US Coins

Monday Morning Brief for Aug. 28, 2023: Recalling 9/11

The U.S. Mint sells bronze versions of the congressional gold medals marking the terrorist attacks of 9/11. Shown here is the medal for the attacks on the World Trade Center.

Original images courtesy of the United States Mint.

Most of the older (near age 70 years or so) readers of this Editorial remember where they were and what they were doing on Nov. 22, 1963, a day of infamy forever enshrined in American history. Even more readers remember where they were in 2001 on this edition’s equally tragic date, Sept. 11.

At Coin World on the morning of the attacks, we had wrapped up our weekly issue review and planning session. Editor Beth Deisher and I were in our post-staff-meeting meeting, when Paul Gilkes opened the door to tell us that a plane had crashed into one of the World Trade Center towers. A little bit later, he came back to let us know that a second plane had hit the other tower, and that they were terrorist attacks.

As we tried to learn more about the attacks (difficult because news websites were being overwhelmed with more traffic than they had bandwidth to handle), we also began working out our news coverage of the attacks.

We knew, for example, that Stack’s in New York City had an auction scheduled for that morning. Once we were able to contact the Stack family, we were informed that the sale had been postponed. So, too, were other upcoming auctions in New York City and elsewhere; air traffic was halted, making travel to attend the sales challenging.

We learned that the managers of the New York City International Numismatic Convention, conducted annually in January at the World Trade Center, were busy looking for an alternate site for 2002.

All United States Mint sites were shut down, and security increased, just in case.

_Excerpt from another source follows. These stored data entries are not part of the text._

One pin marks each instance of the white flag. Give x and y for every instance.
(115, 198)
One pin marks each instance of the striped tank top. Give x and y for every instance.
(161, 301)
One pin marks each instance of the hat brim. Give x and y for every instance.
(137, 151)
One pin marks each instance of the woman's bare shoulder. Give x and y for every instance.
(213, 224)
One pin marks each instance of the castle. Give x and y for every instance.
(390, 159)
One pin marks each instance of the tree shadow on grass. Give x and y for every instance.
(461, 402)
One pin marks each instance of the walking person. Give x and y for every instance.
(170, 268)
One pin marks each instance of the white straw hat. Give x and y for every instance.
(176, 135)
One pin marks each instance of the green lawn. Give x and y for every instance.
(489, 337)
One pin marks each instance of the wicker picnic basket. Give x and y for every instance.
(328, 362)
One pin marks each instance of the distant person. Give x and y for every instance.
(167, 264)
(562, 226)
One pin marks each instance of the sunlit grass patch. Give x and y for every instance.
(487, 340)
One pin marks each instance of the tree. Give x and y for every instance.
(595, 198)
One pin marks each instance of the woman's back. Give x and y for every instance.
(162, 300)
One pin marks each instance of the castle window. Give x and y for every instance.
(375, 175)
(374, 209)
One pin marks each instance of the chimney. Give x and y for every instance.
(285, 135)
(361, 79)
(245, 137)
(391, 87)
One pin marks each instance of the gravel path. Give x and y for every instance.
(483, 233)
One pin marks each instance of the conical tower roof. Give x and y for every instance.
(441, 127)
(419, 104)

At local coin shows the following weekend, gold was a hot commodity; the price of gold was erratic in the days that followed. Speculation was rife about the 12 tons of gold known to have been stored in vaults at the World Trade Center. Months later, bullion coins recovered from the wreckage were being marketed with special slab labels marking their 9/11 connection. Years afterward, Congress approved congressional gold medals marking the event; bronze versions can be purchased from the Mint today, some of the many numismatic mementos of the attacks. Another day of infamy that will never be forgotten.